Rubber mats are a construction family — solid or perforated rubber, usable across multiple zones (exterior thresholds, service doors, vestibule transitions). Outdoor Mats is a placement category — anything rated for fully-exposed exterior use, which includes rubber but also nitrile, drainage mats, and aluminum hinge constructions. There's overlap. A rubber mat at an exterior threshold is both a "rubber mat" and an "outdoor mat." If you're shopping by what the mat is made of, browse Rubber Mats. If you're shopping by where it sits, browse Outdoor Mats. Most buyers end up at the same place either way.
Will natural fiber mats hold up in wet weather? — Hector L., retail facilities manager
Answered by Dustin Thompson, Owner & CEO, Mats Inc.

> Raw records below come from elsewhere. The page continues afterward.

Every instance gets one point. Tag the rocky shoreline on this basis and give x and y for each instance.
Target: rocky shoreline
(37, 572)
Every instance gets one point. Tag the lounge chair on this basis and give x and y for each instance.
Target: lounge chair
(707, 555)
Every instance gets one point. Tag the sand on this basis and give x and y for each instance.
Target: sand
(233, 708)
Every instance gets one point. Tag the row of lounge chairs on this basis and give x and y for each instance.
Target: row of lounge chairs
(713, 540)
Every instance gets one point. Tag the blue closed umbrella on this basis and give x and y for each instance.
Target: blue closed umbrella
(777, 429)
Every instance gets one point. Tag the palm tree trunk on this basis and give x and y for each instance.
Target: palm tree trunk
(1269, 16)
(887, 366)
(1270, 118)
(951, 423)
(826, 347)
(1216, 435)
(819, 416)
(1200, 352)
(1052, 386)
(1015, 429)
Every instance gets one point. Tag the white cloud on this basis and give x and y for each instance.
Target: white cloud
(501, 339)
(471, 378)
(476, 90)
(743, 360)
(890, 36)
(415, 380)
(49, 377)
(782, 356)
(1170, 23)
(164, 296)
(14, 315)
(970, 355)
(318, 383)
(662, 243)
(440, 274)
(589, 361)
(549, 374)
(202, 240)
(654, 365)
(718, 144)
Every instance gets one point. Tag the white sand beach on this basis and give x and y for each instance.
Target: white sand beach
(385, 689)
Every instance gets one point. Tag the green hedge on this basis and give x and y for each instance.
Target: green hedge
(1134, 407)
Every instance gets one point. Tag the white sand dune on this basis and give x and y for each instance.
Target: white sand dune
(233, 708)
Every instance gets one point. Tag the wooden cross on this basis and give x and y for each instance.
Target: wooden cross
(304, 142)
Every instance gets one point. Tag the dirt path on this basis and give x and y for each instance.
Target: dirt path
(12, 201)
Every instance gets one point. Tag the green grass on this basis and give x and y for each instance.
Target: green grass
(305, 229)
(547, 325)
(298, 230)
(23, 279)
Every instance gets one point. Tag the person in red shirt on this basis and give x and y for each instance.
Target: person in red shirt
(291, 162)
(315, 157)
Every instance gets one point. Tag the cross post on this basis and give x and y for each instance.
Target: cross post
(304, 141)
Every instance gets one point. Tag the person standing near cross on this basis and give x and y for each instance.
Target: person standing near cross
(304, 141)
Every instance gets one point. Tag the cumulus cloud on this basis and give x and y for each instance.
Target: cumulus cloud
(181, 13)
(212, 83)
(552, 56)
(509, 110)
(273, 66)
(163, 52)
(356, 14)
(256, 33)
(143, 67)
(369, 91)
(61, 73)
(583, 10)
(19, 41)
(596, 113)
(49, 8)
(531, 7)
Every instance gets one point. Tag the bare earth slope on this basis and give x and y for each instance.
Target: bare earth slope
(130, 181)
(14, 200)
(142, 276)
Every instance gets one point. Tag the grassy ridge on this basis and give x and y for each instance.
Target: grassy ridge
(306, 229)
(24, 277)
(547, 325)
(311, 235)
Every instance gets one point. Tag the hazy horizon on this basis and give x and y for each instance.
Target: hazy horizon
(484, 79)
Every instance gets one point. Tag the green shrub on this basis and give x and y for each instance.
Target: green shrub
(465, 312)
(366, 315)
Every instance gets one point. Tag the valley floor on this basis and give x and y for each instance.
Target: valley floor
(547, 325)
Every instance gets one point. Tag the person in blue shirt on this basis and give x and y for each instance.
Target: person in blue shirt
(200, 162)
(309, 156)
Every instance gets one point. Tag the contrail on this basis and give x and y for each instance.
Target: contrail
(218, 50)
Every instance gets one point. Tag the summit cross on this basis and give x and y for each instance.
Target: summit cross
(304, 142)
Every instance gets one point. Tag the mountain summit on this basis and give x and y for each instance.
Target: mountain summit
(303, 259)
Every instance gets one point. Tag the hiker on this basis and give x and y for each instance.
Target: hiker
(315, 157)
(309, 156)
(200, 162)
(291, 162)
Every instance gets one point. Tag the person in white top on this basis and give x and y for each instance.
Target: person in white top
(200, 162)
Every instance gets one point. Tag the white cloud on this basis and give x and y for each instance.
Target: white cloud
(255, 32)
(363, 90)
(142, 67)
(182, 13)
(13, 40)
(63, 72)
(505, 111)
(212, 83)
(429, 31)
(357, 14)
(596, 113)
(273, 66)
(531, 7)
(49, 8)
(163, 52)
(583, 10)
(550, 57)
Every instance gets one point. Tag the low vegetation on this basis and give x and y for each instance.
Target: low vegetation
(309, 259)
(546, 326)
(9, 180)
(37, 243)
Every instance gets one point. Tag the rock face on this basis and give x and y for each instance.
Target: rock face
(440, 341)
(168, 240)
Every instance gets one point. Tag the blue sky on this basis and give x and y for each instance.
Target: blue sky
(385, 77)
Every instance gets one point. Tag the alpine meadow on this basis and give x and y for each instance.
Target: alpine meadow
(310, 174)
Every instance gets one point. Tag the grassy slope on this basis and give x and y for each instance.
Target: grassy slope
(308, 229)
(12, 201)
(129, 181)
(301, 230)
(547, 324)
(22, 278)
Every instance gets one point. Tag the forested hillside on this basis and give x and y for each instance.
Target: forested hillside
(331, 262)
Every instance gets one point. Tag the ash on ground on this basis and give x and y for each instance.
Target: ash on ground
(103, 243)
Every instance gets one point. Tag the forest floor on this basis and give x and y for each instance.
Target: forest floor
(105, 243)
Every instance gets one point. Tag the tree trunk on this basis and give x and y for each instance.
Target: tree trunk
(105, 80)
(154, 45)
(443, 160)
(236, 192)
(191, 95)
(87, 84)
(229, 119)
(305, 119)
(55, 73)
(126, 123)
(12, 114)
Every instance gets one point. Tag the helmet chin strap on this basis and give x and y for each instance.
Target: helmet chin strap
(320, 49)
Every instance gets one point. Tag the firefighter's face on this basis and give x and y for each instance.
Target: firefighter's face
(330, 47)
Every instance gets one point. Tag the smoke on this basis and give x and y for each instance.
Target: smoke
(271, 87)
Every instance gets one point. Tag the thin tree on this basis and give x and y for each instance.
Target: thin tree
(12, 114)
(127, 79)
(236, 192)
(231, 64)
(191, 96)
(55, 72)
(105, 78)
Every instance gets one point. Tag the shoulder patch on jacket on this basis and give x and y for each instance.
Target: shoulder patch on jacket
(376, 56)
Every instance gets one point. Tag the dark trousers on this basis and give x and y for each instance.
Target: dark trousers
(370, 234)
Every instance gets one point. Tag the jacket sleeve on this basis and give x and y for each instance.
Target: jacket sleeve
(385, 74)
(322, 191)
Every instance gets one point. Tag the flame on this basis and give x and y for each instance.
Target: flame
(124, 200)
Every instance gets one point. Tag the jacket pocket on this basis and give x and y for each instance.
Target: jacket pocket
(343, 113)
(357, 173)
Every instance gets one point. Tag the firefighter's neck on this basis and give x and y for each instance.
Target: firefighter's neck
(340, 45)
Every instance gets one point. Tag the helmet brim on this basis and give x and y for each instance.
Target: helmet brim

Natural fiber mats handle short bursts of wet weather but underperform in sustained rain or snow exposure. Coir absorbs water until it saturates, and once saturated it stops scraping effectively and starts breaking down — which is why natural fiber is the right call for covered entries, residential doors, and dry-to-moderate climate placements, but the wrong call for uncovered exterior thresholds in wet climates. If you want the natural-fiber look at a wet-weather entrance, the right configuration is a rubber scraper outside the door doing the heavy weather work, with the natural fiber placed under cover or just inside the threshold where it stays dry.
How long should an all-weather mat last? — Devon M., property manager
Answered by Dustin Thompson, Owner & CEO, Mats Inc.
A construction-matched all-weather mat runs 3 to 5 years in moderate-traffic placements and 1 to 3 years in heavy-traffic placements like school entries, retail storefronts, and high-volume office lobbies. The variables that end the lifespan first are usually wrong-construction (natural fiber used at an uncovered wet entry, or carpet-faced construction used outdoors), undersizing (mat catches too few footsteps and saturates), and skipped maintenance — all-weather mats need to be lifted regularly to clear accumulated grit and debris from beneath, otherwise the trapped material breaks down the backing.
Do I really need all four construction families or can I standardize on one? — Reza T., multi-site facilities procurement
Answered by Dustin Thompson, Owner & CEO, Mats Inc.
Standardize where the placements are similar; vary where they aren't. For a multi-location program where most entries are vestibule-style covered transitions, one indoor wiper construction with weather-rated backing handles the bulk of placements and only the outliers need a different spec. For a portfolio that mixes uncovered exterior thresholds, covered vestibules, and fully-interior corporate lobbies, you'll need 2 to 3 construction families to actually match the conditions at each location. Group your sites by entrance type first, then assign a construction to each group rather than trying to find one construction that fits all of them.
By Dustin Thompson, Owner & CEO, Mats Inc.